You feel the film is most alive in these moments — that here is where it reveals its freest truest self. There’s the persistent image of the loner and wanderer in Diaz’ films, and you feel as if there’s nothing more he’d like to do than a really, really long film of someone just being out in the world (he almost did that film too — see Heremias Book One: The Legend of the Lizard Princess, sequel [Book Two] still forthcoming). The loneliness Diaz suggests here is both terrifying and exhilarating, and I suspect those who respond to his films feel that pull too, like standing at the edge of a high cliff savoring the urge to jump.

At this point the colonel pulls the plug on the case and Hermes is led away with little protest; then Taal erupts (the center of the lake is a giant caldero) and a more hirsute, more casually dressed Hermes returns, working against all hope to uncover still more clues to Esmeralda’s death (now likely covered by tons of volcanic ash turned by rain into concrete). Hermes is questioned — what’s the point? “That’s the way it goes,” the detective shrugs. “Everything starts from nothing.”

Which makes me question Debruge’s closing assertion in his review (my last reference to the piece, promise) that Diaz “hasn’t lost faith in the (justice) system.” We see Hermes back onsite with mystery buried deeper than before, clearly in violation of his colonel’s orders — gone rogue, or at least surrendered his badge, and he simply can’t let the issue go, so he’s continued as a private citizen.

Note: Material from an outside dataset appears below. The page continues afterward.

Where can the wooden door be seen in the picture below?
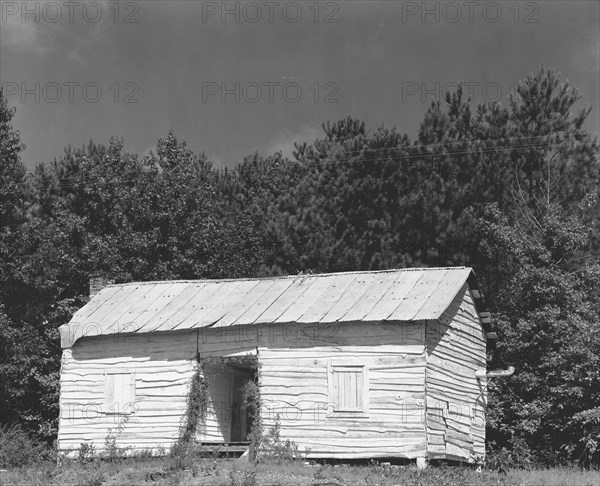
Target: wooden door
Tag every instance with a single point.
(240, 425)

Later Hermes encounters Diaz’ version of Duterte’s extrajudicial killings (EJKs) where a luckless man is accused of stealing, and a contrast is made between the case that obsesses Hermes and this latest death before him: the former inhabits his mind rent free as the saying goes, and in many ways is the more haunting — the way Marcos’ crimes still obsess us because they remain unpunished, much less unresolved — but we live in the here and now, life goes on, and newer monsters are in our midst. At some point we face our limitations and must make a choice: keep hold, or let go? We know what happens to Hermes — or at least we have a clue, if we’ve seen When the Waves are Gone — but for the end of this chapter in the story at least, Diaz leaves matters for us to decide.